2. Smart Category Tracking
Spending breakdown by category (Food & Dining, Transport, Shopping, Bills) with individual progress bars and budget comparisons. Visual indicators showing percentage used help users identify overspending at a glance.
3. Transparent Visual Language
Branded blue colour scheme building trust and credibility. Clean typography hierarchy with generous white space. Card-based design creating clear content separation without clutter.
Impact

MVP Success Metrics:
Delivered fully functional MVP in exactly 4 weeks as promised
85% positive feedback from initial user testing group
Validated 3 core features before committing to full development
Identified 5 key improvements for V2 based on real user behavior
Enabled Nietzsche to secure seed funding with working prototype
User Feedback:
"Finally, a finance app that doesn't overwhelm me. I can see everything I need in one glance." — Sarah, 29, Early Adopter
"The spending progress bars are genius. I immediately knew where my money was going." — Marcus, 34, Beta Tester
Key Learnings
MVP Constraints Drive Focus
The 4-week timeline forced ruthless prioritisation. Every feature had to earn its place by directly addressing user pain points. This constraint led to a leaner, more focused product than traditional timelines often produce.
Early User Feedback is Gold
Testing with real users in week 4 revealed assumptions we got wrong and validated features we debated internally.
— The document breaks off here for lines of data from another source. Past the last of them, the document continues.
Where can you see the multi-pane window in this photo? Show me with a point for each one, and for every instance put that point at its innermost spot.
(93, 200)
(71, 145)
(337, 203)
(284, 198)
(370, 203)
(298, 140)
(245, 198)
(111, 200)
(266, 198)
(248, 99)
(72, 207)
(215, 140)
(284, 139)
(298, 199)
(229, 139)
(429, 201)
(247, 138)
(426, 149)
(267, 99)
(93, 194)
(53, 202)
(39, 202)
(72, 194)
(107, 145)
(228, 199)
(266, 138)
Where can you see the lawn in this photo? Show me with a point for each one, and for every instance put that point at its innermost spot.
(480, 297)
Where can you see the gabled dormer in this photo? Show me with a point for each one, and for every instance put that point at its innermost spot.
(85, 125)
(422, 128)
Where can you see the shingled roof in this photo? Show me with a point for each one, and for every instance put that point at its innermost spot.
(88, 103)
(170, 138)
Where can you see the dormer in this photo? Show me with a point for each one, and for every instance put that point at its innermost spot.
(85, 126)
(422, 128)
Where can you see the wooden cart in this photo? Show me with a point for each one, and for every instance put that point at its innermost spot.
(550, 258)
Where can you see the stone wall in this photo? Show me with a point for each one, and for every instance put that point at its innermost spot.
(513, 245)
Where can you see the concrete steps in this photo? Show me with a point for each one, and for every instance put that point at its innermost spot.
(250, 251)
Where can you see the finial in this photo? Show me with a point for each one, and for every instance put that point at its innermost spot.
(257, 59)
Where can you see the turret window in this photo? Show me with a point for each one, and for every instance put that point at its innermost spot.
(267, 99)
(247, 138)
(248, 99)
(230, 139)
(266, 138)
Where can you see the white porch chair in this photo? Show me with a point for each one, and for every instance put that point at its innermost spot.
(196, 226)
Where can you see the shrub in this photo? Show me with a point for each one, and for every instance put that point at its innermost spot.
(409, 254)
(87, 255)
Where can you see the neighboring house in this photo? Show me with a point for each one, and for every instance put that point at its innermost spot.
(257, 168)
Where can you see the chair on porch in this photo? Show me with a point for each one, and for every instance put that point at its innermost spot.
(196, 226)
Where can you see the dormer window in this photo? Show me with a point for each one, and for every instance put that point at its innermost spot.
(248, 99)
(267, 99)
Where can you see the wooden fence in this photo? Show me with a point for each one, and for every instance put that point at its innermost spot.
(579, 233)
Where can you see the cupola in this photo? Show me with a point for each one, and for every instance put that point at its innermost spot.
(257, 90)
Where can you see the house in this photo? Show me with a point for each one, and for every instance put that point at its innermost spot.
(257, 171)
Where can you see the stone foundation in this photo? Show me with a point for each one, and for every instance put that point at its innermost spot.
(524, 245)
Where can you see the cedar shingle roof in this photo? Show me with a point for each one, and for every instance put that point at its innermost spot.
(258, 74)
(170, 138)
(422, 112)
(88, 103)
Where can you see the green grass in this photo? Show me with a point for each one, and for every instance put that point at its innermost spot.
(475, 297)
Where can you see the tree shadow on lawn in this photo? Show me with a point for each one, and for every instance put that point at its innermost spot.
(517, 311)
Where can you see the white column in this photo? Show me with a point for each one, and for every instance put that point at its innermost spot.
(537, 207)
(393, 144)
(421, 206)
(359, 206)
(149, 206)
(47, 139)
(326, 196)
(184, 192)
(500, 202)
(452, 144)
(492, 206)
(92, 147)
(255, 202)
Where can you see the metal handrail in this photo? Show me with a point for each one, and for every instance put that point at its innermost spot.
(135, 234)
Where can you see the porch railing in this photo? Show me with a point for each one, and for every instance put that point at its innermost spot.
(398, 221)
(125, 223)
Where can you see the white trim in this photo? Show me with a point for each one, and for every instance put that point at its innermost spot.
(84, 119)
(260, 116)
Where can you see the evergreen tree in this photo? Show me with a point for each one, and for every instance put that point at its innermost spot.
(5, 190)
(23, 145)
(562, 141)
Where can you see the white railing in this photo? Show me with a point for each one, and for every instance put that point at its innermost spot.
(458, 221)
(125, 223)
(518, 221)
This feedback directly shaped Nietzsche's product roadmap and prevented costly post-launch pivots.
Trust Through Transparency
Financial apps require immediate trust. Simple design decisions like the visibility toggle, clear progress indicators, and branded colour palette built credibility faster than feature lists ever could.
Next Steps
Based on MVP learnings, the V2 roadmap includes:
Custom category creation and budget allocation
Bank account aggregation and auto-categorisation
Goal-setting with milestone tracking
Insights powered by spending pattern analysis
Social features for accountability partners
Reflection
This project proved that thoughtful design can thrive under tight constraints. By focusing on core user needs and validating assumptions early, we helped Nietzsche enter the fintech market confidently with a product users actually wanted. The 4-week MVP approach allowed them to test, learn, and iterate based on real behavior rather than assumptions—turning what could have been months of speculation into actionable insights.